Julia ne laissait personne s'approcher à moins d'un mètre de moi, sous prétexte que j'étais sa moitié et que le premier qui osait me regarder de travers allait le regretter. Avec une fille pareille, pas besoin de garde du corps. Elle était celle à qui je devais tout, et nous étions si complices qu'il était impossible de nous séparer.
Je subissais souvent les moqueries des abrutis de ma classe, qui ne foutaient rien de l'année et s'en sortaient quand même avec un bon bulletin.
Contrairement à eux, je me donnais du mal pour obtenir d'excellents résultats et m'acharnais à poser toutes sortes de questions aux professeurs. Mon but était de travailler toutes les matières à fond, même si il y en avait quelques unes dont je me serais bien passée.
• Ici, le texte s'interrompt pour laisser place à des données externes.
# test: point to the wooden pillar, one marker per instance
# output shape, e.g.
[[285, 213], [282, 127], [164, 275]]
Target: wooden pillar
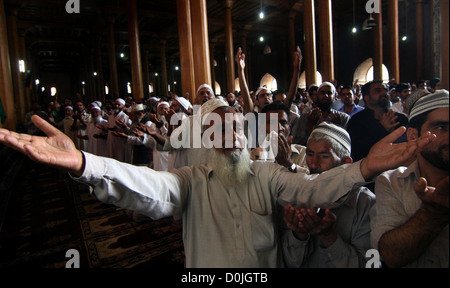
[[200, 42], [114, 79], [378, 45], [228, 5], [245, 50], [186, 48], [135, 51], [17, 76], [213, 67], [444, 45], [6, 86], [394, 58], [310, 43], [419, 39], [326, 40], [146, 74], [26, 56], [291, 39], [164, 82], [99, 69]]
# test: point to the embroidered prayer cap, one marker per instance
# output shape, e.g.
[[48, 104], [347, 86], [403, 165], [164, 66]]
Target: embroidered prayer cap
[[329, 84], [139, 108], [259, 91], [413, 97], [205, 86], [208, 107], [163, 103], [121, 101], [336, 132], [184, 102], [436, 100]]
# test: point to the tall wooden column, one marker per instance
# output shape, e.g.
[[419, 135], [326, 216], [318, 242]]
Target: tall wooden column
[[326, 40], [186, 49], [228, 5], [200, 42], [291, 39], [99, 69], [394, 58], [114, 78], [213, 67], [444, 45], [419, 39], [135, 51], [378, 45], [164, 82], [146, 74], [6, 86], [17, 76], [310, 43]]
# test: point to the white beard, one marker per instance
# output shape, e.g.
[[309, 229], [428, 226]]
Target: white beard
[[233, 169]]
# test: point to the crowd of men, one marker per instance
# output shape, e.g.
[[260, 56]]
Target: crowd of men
[[333, 178]]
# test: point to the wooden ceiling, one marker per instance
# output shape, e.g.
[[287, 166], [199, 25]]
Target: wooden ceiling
[[54, 38]]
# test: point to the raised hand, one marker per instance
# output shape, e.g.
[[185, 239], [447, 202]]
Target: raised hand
[[389, 121], [385, 155], [435, 199], [240, 59], [56, 149], [283, 155], [291, 218]]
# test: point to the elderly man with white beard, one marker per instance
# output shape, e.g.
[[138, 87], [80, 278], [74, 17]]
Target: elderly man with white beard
[[227, 205]]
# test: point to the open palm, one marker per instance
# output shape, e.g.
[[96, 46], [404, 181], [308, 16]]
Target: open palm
[[56, 149]]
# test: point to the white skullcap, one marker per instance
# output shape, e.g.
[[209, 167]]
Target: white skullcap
[[333, 88], [336, 132], [259, 91], [436, 100], [212, 105], [413, 97], [163, 103], [121, 101], [184, 102], [205, 86], [138, 108], [95, 107]]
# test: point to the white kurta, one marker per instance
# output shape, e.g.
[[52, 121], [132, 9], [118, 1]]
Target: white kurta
[[232, 225], [116, 145], [96, 146]]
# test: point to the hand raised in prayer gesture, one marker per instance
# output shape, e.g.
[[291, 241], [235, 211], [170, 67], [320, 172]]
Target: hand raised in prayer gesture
[[292, 219], [56, 149], [283, 155], [385, 155], [389, 121], [240, 59], [298, 57], [435, 199]]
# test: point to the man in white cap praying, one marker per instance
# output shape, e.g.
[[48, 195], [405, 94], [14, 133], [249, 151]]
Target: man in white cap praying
[[227, 205], [410, 218], [179, 141], [116, 145], [323, 112], [341, 238]]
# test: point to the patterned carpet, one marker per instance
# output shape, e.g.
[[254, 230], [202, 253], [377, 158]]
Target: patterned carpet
[[48, 214]]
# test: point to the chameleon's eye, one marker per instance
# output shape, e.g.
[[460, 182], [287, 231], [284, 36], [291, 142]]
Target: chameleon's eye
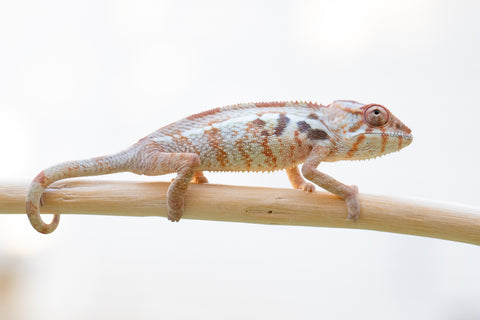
[[376, 115]]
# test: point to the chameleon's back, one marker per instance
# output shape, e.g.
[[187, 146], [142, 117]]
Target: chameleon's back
[[247, 137]]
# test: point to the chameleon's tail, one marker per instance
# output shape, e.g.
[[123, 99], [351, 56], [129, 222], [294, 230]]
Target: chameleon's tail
[[91, 167]]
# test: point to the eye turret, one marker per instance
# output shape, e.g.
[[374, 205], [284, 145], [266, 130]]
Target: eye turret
[[376, 115]]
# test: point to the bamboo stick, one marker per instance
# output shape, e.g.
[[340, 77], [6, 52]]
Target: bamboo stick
[[254, 205]]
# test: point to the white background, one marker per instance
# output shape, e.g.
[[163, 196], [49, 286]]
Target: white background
[[87, 78]]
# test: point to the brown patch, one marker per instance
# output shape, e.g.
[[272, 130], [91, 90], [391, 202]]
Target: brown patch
[[42, 179], [314, 105], [303, 126], [355, 146], [317, 134], [297, 139], [258, 122], [245, 156], [215, 141], [384, 142], [283, 121], [270, 104], [203, 114], [267, 151]]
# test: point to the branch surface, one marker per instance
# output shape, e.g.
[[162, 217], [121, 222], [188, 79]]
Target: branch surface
[[253, 205]]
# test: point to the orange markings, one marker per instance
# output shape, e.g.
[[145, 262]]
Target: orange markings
[[314, 105], [355, 146], [246, 158], [267, 151], [215, 141], [203, 114], [270, 104], [297, 139]]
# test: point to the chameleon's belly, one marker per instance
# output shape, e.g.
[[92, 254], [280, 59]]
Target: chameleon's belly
[[254, 154]]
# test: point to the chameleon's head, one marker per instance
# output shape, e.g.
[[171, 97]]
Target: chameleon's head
[[367, 130]]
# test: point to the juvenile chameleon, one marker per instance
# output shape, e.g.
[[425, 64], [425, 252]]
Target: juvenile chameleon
[[264, 136]]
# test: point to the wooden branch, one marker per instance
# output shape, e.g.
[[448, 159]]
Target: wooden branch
[[254, 205]]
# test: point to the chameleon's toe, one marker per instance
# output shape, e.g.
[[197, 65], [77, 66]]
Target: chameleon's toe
[[175, 210], [307, 186], [199, 179], [353, 204]]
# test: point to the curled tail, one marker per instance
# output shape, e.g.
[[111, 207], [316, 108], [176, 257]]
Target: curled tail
[[91, 167]]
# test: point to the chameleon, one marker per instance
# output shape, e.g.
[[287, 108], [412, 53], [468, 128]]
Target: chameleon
[[264, 136]]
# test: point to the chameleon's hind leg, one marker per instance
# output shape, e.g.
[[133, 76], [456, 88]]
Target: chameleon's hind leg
[[297, 180], [198, 177], [184, 164]]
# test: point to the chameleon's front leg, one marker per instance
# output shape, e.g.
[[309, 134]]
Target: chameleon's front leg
[[184, 164], [348, 193]]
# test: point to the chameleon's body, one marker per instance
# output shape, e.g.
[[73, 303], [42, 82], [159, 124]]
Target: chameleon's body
[[246, 137]]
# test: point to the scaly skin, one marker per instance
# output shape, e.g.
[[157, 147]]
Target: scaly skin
[[246, 137]]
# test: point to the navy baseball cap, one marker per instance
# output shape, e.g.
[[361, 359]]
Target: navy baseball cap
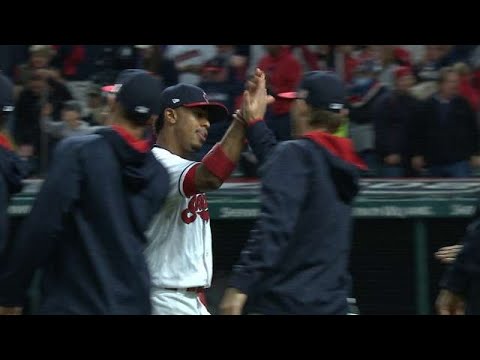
[[7, 103], [139, 93], [320, 89], [190, 96]]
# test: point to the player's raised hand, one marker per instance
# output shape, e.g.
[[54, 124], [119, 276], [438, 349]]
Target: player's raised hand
[[448, 303], [255, 98], [448, 254], [10, 310], [232, 302]]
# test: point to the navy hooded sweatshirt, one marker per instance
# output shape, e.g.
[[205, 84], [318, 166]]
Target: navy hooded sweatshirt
[[11, 175], [86, 229], [296, 260], [463, 276]]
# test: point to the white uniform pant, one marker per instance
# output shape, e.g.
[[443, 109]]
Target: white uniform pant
[[176, 302]]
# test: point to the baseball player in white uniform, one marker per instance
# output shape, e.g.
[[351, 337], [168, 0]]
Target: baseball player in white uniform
[[179, 252]]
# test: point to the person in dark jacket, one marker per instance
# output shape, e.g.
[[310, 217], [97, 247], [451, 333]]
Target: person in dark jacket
[[393, 116], [11, 173], [296, 260], [86, 227], [460, 286], [446, 138]]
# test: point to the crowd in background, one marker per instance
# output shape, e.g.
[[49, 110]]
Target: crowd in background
[[413, 109]]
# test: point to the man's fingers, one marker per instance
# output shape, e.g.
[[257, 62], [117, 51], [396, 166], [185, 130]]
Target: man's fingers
[[270, 99], [443, 311]]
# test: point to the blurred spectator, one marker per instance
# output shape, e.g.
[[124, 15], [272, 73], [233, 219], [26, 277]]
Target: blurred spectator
[[71, 121], [221, 85], [364, 92], [154, 61], [189, 60], [240, 61], [283, 74], [345, 62], [40, 58], [69, 59], [11, 56], [95, 106], [42, 88], [394, 114], [428, 69], [388, 63], [314, 57], [446, 136], [466, 88], [402, 56]]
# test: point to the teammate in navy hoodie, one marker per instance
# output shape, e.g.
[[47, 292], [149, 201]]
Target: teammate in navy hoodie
[[296, 260], [11, 173], [86, 228]]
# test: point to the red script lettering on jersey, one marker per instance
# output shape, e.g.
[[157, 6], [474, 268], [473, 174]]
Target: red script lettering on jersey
[[197, 206]]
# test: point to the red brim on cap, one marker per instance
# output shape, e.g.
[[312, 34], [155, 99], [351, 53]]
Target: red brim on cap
[[288, 95], [212, 69], [216, 111], [108, 88]]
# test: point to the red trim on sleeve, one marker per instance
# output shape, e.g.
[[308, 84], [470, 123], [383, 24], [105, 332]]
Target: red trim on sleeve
[[5, 142], [140, 145], [188, 185], [218, 163], [253, 122]]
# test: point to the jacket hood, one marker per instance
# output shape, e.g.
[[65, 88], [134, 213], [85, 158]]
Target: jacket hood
[[343, 160], [10, 166], [132, 154]]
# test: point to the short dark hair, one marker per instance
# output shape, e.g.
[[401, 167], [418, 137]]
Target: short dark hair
[[132, 116], [3, 119], [327, 119], [72, 105], [159, 124]]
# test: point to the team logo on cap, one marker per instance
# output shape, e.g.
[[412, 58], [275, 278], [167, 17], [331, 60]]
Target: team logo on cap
[[116, 88], [335, 106], [142, 109], [302, 94]]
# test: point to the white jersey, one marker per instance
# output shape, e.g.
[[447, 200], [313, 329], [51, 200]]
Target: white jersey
[[179, 252]]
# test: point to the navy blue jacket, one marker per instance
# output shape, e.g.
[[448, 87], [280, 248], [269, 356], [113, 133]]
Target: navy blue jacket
[[463, 276], [10, 183], [296, 260], [86, 229]]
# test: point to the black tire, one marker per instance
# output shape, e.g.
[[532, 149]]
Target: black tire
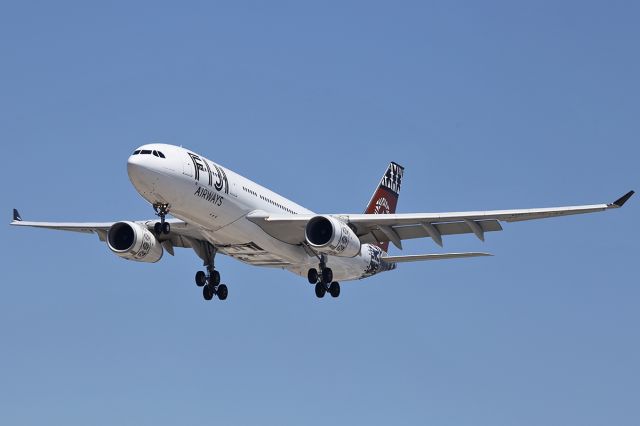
[[312, 276], [327, 275], [334, 289], [320, 290], [166, 228], [215, 278], [207, 292], [223, 292], [201, 278]]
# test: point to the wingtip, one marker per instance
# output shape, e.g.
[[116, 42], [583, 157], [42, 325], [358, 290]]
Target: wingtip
[[620, 201]]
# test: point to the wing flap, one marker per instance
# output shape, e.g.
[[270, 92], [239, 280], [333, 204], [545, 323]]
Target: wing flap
[[435, 256]]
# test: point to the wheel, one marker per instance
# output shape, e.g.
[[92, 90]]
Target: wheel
[[334, 289], [207, 292], [215, 278], [201, 278], [223, 292], [327, 275], [166, 227], [312, 275], [320, 290]]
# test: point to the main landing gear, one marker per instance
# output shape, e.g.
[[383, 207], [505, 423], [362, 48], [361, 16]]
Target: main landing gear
[[161, 227], [210, 281], [323, 280]]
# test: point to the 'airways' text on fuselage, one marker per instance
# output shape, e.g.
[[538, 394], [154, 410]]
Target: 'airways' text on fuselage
[[210, 196]]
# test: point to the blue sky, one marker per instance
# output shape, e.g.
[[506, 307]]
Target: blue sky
[[492, 105]]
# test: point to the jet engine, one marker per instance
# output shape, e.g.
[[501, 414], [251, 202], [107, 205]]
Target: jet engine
[[328, 235], [133, 241]]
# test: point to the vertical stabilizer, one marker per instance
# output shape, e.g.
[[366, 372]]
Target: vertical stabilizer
[[385, 197]]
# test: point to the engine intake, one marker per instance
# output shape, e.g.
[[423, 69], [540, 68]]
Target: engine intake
[[329, 235], [133, 241]]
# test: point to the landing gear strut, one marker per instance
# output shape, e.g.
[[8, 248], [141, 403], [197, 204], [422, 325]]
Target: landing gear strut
[[161, 227], [210, 281], [323, 280]]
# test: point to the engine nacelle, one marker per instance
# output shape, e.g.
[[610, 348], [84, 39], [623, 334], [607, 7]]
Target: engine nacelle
[[133, 241], [329, 235]]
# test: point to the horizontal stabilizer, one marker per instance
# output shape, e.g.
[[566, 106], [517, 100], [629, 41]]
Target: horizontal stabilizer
[[437, 256]]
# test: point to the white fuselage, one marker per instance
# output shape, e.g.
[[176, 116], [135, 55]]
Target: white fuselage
[[217, 200]]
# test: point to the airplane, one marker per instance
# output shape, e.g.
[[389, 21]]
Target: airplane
[[219, 211]]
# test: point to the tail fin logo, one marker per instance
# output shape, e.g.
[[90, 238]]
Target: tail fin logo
[[393, 178], [382, 206]]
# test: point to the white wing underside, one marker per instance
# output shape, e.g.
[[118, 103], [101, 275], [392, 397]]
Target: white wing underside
[[373, 228], [370, 228]]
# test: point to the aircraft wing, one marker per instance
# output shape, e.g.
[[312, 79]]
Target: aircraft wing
[[182, 234], [373, 228]]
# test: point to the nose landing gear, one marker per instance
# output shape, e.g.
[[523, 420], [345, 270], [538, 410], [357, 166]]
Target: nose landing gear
[[210, 281], [161, 227]]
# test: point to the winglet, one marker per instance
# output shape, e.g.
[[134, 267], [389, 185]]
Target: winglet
[[620, 201]]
Selon moi, il ne fallait jamais rien négliger. Chaque notion avait son importance, aussi difficile à percevoir soit-elle.
Du coup, je devais supporter les rires qui me suivaient à longueur de journée tout en ignorant les coups d'œil mauvais qu'on me lançait sans relâche.C'est pour cela que je m'asseyais constamment à côté de ma meilleure amie. Nous avions des tas de délires impossibles à comprendre et partagions tous nos secrets, ce qui faisait de notre amitié un lien inébranlable.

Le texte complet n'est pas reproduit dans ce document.